Gov. Kay Ivey and the Alabama Legislature should for the third year in a row be able to craft supplemental spending bills in 2025, separate from the regular budget bills.
Excess revenue above what was anticipated is now expected in both the General Fund and Education Trust Fund. However, in the General Fund at least some additional money has already been claimed for prisons and a new State House.
The spending of excess revenue outside the regular budgets will be less than in 2023 and 2024 and comes as budget leaders watch revenue growth in both those funds slow. The Alabama Department of Finance confirmed this week supplemental appropriations are expected next year.
“Funding amounts, however, will not be known until the end of fiscal year 2024, which will conclude at the end of this month,” the department said in an email to Alabama Daily News.
General Fund revenues for fiscal 2024 were up in August by 7.6%, or $223.7 million, with one month remaining in the fiscal year. While revenues have exceeded obligations, lawmakers and Gov. Kay Ivey have already assigned purposes to much of that surplus.
In the 2025 General Fund budget approved in May, there was about $248 million in conditional spending. The largest allocations are $200 million for prison construction and $35 million for the new State House, currently under construction behind the current State House under a lease-to-buy agreement with the Retirement Systems of Alabama. Excess revenue above that $248 could go into a supplemental.
“The amount of those supplemental appropriations (in the General Fund and Education Trust Fund) will depend on what the members and Governor are comfortable with considering uncertainty with revenues and obligations next year,” Kirk Fulford, deputy director of the Legislative Services Agency, told Alabama Daily News.
Revenues in the General Fund are up 11.9% in the first two months of fiscal 2024, dipping to 7.6% 11 months into the year. Higher-than-usual interest rates and yet-to-be-spent federal COVID-19 relief money continue to make interest on state deposits a significant revenue stream, accounting for about 65% of the growth in the ETF this year.

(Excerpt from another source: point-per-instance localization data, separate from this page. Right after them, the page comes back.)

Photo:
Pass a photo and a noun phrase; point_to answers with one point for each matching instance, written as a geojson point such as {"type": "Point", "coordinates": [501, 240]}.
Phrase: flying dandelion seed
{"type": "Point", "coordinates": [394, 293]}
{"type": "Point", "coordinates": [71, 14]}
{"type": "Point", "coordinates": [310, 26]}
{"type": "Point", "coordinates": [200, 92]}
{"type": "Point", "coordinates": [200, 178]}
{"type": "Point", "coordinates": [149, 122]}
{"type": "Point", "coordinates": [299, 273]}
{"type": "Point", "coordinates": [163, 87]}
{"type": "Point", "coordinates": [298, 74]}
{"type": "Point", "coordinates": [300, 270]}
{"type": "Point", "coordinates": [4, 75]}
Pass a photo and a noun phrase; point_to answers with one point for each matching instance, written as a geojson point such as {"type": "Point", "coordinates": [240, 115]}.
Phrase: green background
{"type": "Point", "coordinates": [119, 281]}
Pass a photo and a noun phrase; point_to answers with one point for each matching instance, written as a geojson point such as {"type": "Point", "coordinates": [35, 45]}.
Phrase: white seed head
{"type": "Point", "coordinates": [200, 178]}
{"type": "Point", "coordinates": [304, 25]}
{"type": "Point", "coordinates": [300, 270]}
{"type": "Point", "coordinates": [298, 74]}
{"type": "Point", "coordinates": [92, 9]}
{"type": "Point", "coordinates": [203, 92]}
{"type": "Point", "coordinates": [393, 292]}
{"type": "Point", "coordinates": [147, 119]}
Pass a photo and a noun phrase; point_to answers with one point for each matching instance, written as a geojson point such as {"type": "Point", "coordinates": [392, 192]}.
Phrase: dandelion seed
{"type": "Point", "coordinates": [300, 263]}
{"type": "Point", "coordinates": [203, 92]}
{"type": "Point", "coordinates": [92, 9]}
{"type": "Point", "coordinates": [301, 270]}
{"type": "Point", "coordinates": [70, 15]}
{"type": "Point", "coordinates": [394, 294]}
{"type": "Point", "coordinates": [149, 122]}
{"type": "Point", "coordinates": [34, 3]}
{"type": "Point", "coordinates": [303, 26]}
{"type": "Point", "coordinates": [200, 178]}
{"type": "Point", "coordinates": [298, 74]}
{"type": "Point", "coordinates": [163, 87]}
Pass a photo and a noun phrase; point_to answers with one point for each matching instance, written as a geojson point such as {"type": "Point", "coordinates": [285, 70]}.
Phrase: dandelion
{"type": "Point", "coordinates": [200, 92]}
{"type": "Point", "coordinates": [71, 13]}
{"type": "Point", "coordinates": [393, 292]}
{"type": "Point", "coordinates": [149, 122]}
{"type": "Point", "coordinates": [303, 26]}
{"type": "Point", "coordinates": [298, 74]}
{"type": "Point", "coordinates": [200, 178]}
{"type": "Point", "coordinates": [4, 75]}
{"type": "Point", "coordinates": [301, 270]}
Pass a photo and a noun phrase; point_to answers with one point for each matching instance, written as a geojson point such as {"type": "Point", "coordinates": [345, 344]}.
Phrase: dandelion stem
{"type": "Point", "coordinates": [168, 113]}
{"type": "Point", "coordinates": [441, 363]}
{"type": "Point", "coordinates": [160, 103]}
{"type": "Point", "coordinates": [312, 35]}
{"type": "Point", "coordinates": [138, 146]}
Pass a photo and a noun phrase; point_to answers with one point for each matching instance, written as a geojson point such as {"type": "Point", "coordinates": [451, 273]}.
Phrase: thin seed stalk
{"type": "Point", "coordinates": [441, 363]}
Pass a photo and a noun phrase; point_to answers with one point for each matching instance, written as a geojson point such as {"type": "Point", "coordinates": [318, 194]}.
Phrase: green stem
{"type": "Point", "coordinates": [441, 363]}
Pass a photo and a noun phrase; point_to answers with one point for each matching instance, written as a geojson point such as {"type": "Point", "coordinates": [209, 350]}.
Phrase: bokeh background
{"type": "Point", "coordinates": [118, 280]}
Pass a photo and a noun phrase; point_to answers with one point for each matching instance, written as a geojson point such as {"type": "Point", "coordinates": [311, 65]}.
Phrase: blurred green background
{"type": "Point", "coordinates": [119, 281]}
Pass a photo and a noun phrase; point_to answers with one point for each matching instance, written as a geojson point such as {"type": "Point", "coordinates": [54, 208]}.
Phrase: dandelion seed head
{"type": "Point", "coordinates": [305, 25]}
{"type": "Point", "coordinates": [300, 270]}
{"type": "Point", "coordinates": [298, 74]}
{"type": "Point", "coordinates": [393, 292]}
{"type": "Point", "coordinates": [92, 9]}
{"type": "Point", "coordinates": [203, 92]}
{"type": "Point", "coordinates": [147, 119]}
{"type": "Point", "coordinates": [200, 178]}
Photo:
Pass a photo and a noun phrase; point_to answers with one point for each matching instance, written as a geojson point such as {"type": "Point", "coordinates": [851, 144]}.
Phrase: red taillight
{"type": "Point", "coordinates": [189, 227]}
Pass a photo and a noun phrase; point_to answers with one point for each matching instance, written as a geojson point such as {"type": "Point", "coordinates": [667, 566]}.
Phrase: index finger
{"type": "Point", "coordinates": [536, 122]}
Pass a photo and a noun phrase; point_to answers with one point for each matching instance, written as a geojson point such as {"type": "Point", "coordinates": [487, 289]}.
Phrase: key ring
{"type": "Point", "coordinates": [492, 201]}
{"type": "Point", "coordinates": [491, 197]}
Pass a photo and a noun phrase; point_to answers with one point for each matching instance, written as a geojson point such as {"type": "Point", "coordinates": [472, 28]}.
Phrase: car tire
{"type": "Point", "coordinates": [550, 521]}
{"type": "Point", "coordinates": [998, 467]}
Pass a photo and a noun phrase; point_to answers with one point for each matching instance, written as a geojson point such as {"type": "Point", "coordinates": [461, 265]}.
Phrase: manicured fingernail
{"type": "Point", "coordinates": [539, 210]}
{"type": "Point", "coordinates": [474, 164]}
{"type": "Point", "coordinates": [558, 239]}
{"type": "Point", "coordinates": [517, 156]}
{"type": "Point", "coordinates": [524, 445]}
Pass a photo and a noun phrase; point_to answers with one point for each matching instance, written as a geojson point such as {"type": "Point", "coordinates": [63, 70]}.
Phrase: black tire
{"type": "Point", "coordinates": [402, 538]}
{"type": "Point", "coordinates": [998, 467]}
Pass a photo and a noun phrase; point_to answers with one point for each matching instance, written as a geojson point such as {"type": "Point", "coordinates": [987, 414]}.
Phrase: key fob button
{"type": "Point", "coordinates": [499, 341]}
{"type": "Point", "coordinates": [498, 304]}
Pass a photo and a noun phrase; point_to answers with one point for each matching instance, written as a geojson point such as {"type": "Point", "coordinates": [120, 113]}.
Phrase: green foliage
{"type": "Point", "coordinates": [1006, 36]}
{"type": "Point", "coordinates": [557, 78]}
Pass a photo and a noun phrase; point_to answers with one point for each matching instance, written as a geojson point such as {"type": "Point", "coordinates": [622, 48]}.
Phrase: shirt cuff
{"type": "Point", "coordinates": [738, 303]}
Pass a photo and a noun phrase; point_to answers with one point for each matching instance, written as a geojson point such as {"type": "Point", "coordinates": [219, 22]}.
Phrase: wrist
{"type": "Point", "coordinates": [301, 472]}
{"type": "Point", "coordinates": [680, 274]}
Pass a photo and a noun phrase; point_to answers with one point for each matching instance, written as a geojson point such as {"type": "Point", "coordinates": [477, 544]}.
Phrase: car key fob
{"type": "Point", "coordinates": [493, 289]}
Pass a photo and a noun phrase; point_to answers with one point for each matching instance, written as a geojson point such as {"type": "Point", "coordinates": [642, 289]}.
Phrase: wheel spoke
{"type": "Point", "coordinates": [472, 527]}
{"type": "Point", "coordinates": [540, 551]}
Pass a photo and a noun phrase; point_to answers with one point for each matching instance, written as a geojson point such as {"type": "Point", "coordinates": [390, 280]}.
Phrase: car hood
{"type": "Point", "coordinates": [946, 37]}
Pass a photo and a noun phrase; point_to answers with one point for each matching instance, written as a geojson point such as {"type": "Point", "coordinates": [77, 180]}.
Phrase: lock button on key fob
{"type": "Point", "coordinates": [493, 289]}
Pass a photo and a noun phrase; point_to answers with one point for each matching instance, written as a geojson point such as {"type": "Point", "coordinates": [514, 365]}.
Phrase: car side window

Asked about supplemental and possible uses, Senate General Fund budget chairman Sen. Greg Albritton, R-Range, rattled off a list of new expenses looming, including increased state employee retirement and health care costs.
“I would suggest that if we have excess money, it’s not really excess,” Albritton said.
House General Fund budget chairman Rex Reynolds, R-Huntsville, agreed there are “substantial needs” on the horizon and said lawmakers will be getting recommendations from the governor’s office.
The 2024 education supplemental was $651.2 million; the General Fund’s was $263 million. In 2023, they were $2.8 billion and $217 million, respectively.
The total amount available for supplemental appropriations in the ETF is limited to the amount allowed in the Rolling Reserve Act after transfers to the Budget Stabilization Fund, Advancement and Technology Fund, and the Educational Opportunities Reserve Fund, Fulford explained.
Though revenue growth has slowed in the ETF more than the General Fund this year, it was up 1.2% for the year as of August to $9.4 billion, more than the needed $9.3 billion to meet expenditures in fiscal 2024.
Sen. Arthur Orr, R-Decatur, said supplemental spending in 2025 could be about $500 million.
But like in the General Fund, there are spending increases on the horizon for the ETF, including $50 million for the school choice legislation approved this year and a large, looming shortfall in the state’s health care plan for teachers.Lawmakers will be asked next year for $134 million to help plug that hole.
“We’re going to have to look at that increase and decide where that money is going to come from,” said Orr, the Senate education budget committee leader. “Are we going to be able to shoulder that out of growth in the regular budget? Are we going to shoulder it out of the supplemental and growth? It’s dangerous to do it out of a supplemental because that’s one-time money.”
State Superintendent Eric Mackey at the state school board meeting last week mentioned school safety efforts as a possible supplemental expense next year.
“I think we should really have a lot of discussion between now and next February about what we want out of school safety, and ask for that to be a part of the supplemental appropriation,” Mackey told the board.
“The good thing about supplemental money is it’s available immediately, whereas the budget we’re working on right now, it’s not available to the schools until October (2025).”
Alabama Daily News’ Alexander Willis contributed to this report.